Farm museum lets thousands visit yesteryear

History: Fun and a sampling of life in the 1800s are ladled out to 100,000 visitors a year.

April 25, 2004|By Ellie Baublitz | Ellie Baublitz,SUN STAFF

The most popular tourist attraction in the county, the Carroll County Farm Museum, lies in the heart of Carroll's gently rolling hills, a reminder of days gone by.

The 140-acre working farm and museum is the site of a dozen major events throughout the year that bring 100,000 people from around the region for fun and relaxation, as well as for a variety of educational programs.

The farm was created in July 1852 as the county's almshouse, or poorhouse, also called the county home. A farmhouse, dormitory-style building, springhouse, barns and other outbuildings were constructed in 1852 and 1853 as a place for the poor who had no money or place to stay.

A paid staff took care of the poor families who lived there, as well as indigent visitors who spent the night, and even mentally ill people and criminals who were put in rooms with bars on the windows.

Residents who were able worked around the farm, raising food and helping in other capacities.

During the Civil War, Confederate and Union troops stayed on the grounds.

On June 30, 1965, the county closed the facility as the county home and established the Carroll County Farm Museum. It officially opened in the summer of 1966 and the first event, a fall harvest festival on Oct. 22, 1966, attracted 5,800 people.

Today, the farm museum is managed and promoted by Dottie Freeman, her staff and a core of volunteers. Together, they care for more than 10,000 historical artifacts, create and operate educational programs, and hold events throughout the year.

Annual events include Traditional Arts Week in April; Civil War Living History Encampment, Blacksmith Days, and Spring Muster and Antique Fire Equipment Show in May; Fiddlers' Convention in June; Old-Fashioned July 4 Celebration and Fireworks Display, Common Ground on the Hill's American Music and Arts Festival and the children's Living History Camp in July. September brings Steam Show Days and the Maryland Wine Festival; October is for Fall Harvest Days; and in December, the museum sparkles with themed Christmas decorations during the Holiday Visit.

As a working 19th-century farm, the museum features period furnishings, tools and equipment.

The buildings have been renovated with new roofs and the bricks repointed and cleaned. A couple of years ago, the Mearing Barn was dismantled from its site on Uniontown Road and reassembled on the museum grounds to house a carriage exhibit, enlarged gift shop and meeting room.

A trapper's log cabin was turned into a one-room schoolhouse display, while the old broom shop is now a replica of a late 19th-century general store. The springhouse has been renovated and given an ornate iron gate and railing. The reception barn got new flooring and accessible bathrooms.

An heirloom garden was started after a historian was hired, and features vegetables and plants from the Colonial era.

A tea parlor in the farmhouse, as well as the flower garden, is the site for teas. Outside, there is a fishpond, croquet lawn, horseshoe pit and volleyball court.
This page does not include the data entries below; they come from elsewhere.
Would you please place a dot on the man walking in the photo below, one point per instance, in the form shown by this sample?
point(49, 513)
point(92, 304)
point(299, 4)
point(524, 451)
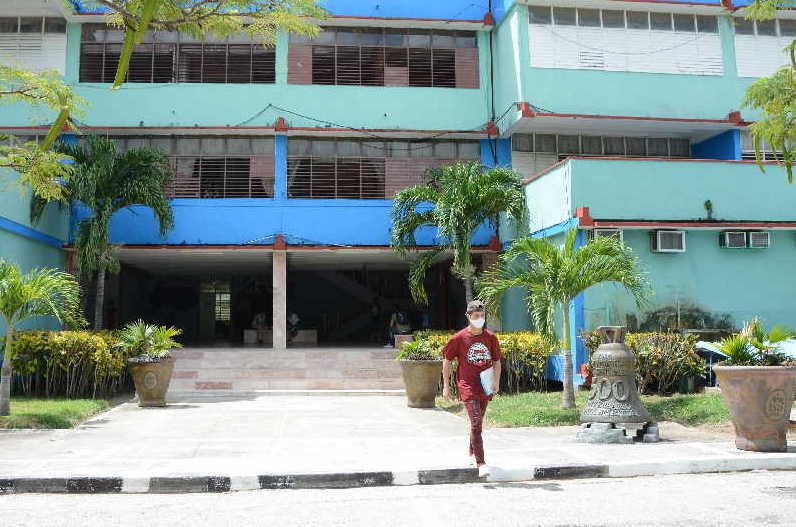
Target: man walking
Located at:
point(475, 349)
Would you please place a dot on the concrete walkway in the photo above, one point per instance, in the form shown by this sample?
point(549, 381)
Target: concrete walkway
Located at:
point(249, 436)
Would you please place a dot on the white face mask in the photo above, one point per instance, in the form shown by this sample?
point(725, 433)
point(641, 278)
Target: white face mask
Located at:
point(478, 322)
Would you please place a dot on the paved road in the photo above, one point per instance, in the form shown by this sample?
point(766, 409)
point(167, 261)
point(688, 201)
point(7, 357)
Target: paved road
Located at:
point(743, 499)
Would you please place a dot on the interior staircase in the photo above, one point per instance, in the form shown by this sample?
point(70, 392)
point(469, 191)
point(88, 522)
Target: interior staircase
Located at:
point(228, 370)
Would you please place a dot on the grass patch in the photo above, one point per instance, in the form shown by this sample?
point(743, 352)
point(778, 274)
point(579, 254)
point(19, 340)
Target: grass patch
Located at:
point(544, 409)
point(28, 412)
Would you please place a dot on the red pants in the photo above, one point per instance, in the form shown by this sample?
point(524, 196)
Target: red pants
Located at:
point(475, 411)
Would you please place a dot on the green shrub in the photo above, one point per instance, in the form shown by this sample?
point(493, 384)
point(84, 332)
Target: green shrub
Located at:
point(419, 350)
point(69, 364)
point(664, 359)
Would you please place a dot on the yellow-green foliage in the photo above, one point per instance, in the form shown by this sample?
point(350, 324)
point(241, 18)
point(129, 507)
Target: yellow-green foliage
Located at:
point(525, 355)
point(68, 363)
point(664, 359)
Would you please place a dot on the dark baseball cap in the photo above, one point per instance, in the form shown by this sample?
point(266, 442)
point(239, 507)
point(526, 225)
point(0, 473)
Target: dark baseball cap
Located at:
point(475, 305)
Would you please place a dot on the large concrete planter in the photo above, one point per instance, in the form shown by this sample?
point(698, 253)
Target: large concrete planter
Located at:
point(421, 378)
point(759, 399)
point(152, 381)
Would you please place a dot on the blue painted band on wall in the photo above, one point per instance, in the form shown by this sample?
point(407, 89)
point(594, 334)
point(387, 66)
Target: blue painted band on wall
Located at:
point(33, 234)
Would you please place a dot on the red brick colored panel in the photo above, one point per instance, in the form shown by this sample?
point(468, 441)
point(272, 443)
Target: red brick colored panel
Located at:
point(213, 385)
point(299, 64)
point(468, 72)
point(396, 76)
point(261, 177)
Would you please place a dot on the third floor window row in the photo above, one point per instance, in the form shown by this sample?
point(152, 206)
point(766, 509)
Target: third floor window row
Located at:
point(386, 57)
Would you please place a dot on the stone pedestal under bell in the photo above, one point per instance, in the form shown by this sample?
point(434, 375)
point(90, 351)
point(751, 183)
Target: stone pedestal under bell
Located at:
point(614, 412)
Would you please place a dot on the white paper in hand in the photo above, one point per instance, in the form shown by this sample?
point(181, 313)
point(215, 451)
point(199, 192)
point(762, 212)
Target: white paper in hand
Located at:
point(488, 380)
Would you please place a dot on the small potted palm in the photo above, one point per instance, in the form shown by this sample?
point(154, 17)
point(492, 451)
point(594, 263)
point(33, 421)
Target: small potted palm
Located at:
point(421, 366)
point(757, 382)
point(150, 362)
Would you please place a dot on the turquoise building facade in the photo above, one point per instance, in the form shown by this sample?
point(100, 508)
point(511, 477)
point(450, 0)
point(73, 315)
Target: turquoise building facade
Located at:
point(624, 118)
More space has been given over to the farm animals for grazing and showing them off to visitors.

Freeman started the Traditional Arts School, offering classes in 19th-century crafts in the fall and winter, in addition to Traditional Arts Week. Skilled artisans teach such crafts as blacksmithing, tinsmithing, weaving, basketmaking, open-hearth cooking, chair caning, folk art painting, soapmaking and woodcarving.

The farm museum also is a popular attraction for schoolchildren, who come by the busloads to find out about life 150 years ago.

"I wanted to promote education as well as the preservation of old buildings," Freeman said.

In addition, Freeman uses the early American bartering system to get things she needs for the museum by creating partnerships with other organizations and agencies that use the farm museum. Charitable groups, for instance, use the museum to hold fund-raising walks, in exchange for giving the museum free publicity in their materials.

Thanks largely to Freeman, her staff and the support the facility gets from the county, the farm museum has become a role model for other such museums. Freeman gets calls regularly from other locales wanting to create a farm museum and seeking her and her staff's expertise.

"This museum is more than just something old -- there are educational outlets and special events," Freeman said. "You offer the old -- you promote an era of time, in our case the late 1800s, but you also offer the new -- there are different avenues you can take to bring it to life again.

"As manager, it's my job and my goal to make this museum exciting and make it the showplace that Carroll County wants it to be," Freeman said.

The Carroll County Farm Museum is at 500 S. Center St., Westminster.

The museum is open in April for group tours by appointment; in May, June, September and October on weekends; in July and August, Tuesday through Sunday; and in December for the Holiday Visit.